In late January, we published a story on the failed gardens project in the heart of mega-development Midtown Miami. The development's representatives were not pleased. Here's a letter we received from Deborah Samuel, Midtown's director of operations:
I am writing in response to the January 20 article entitled, "Harry Nelson's Midtown Gardens debacle." The story diverted from an isolated circumstance about World Gardens temporary installation to a negative viewpoint on the entire Midtown Miami development. While it is unfortunate that World Gardens did not come to fruition as we had hoped, Midtown has many successful attributes that were not included in the article, providing a one-sided, limited perspective to Miami New Times readers.
Target, a so-called "un-happening" retailer, is one of the highest-grossing locations in the U.S., and has brought a new level of convenience to the neighborhood and nearby Miami Beach. The development also draws more than four million visitors per year, not quite the lifeless place conveyed in the article. Beyond the big-box retailers, Midtown Miami offers local eateries and stores that have given the area its own character and a sense of community, where people stroll the sidewalks, meet with friends and take advantage of outdoor seating. Midtown Miami's objective is not to foster a shopping center, but a true urban neighborhood within the art epicenter of Miami.
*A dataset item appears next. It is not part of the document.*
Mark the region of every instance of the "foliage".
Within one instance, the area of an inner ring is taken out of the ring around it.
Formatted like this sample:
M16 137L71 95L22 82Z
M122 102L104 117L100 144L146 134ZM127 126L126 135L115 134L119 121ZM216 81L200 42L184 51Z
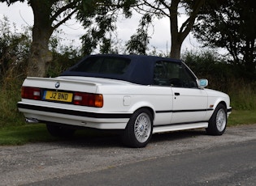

Contrary to what the article states, Midtown Miami is an attractive place to live. The fact that approximately 1,000 residences have been 98 percent leased for more than two years, with an ongoing waiting list, is a testament to the demand to live in Midtown. Midtown also regularly receives inquiries about the condo sales program, which has not been formally launched as of yet. While there are no condos located above Ross Dress for Less, as the story also mentions, Midtown has morphed into a hybrid property, where you can live steps from restaurants, boutique shops and big-box, everyday retailers simultaneously.
We have continuously extended ourselves to community artists and creative individuals, many times offering them free space in our common areas to encourage the support of local art and culture. Harry Nelson's desire to approach Midtown Miami with the idea for World Gardens was simply to give back to the community without any connections or ties to myself or other parties involved. Yes, World Gardens temporary installation was an ambitious project, but Midtown Miami is dedicated to bringing installations, art fairs, sculptures and other visionary projects to an emerging area, and this activity should be embraced.
It is important that readers are provided with the opportunity to formulate their own opinions by being presented with all of the facts. Otherwise, the story is a disservice to those who believe in urban development, have experienced Midtown Miami first hand, and support the continued growth of the neighborhood.